First, you should consult with an attorney. An attorney can help you plan for the bankruptcy, decide when to file a bankruptcy petition, or even avoid filing for bankruptcy. A few specific items are worth mentioning.
1. If you intend to file bankruptcy you should stop using your credit cards. If you borrow money with the specific intent of discharging the debt in bankruptcy instead of paying it back, the debt is not dischargeable. In addition, (a) certain luxury purchases over $1,075 within 60 days of the bankruptcy filing are presumed non-dischargeable; (b) cash advances aggregating $1,075 taken within 60 days of the bankruptcy filing are presumed non-dischargeable; and, (c) debts involving materially false financial statements are non-dischargeable under certain circumstances.
2. Don't transfer your assets to friends, family and business associates to protect the assets from your creditors. The transfer may be considered a fraudulent conveyance. If it is, you may lose both the property and your right to a bankruptcy discharge.
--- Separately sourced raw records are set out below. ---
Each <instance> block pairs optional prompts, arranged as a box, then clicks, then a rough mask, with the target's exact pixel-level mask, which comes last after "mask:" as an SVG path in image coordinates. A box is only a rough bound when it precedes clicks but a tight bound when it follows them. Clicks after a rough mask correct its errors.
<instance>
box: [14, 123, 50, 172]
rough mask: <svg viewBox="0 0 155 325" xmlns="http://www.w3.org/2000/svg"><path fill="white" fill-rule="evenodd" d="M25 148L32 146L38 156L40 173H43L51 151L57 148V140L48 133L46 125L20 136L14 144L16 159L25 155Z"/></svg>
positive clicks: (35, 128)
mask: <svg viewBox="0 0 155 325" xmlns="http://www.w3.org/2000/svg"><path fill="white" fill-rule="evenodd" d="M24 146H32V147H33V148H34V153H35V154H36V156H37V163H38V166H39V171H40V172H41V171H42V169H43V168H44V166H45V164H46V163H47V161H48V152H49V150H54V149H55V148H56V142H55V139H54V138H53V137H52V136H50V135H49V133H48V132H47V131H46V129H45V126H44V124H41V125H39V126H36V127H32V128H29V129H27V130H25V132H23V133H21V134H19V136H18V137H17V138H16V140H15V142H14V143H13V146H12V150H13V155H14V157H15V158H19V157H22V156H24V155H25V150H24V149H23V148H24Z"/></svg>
3. Don't destroy any business or financial records. You can lose your right to a bankruptcy discharge as a result.
4. Carefully choose the creditors you pay. Some creditors, such as landlords, secured creditors, and some utilities should be paid under most circumstances. If you pay a credit card debt that eventually will be discharged, you may be throwing money away. We can advise you on what debts should and should not be paid while you prepare to file a bankruptcy petition.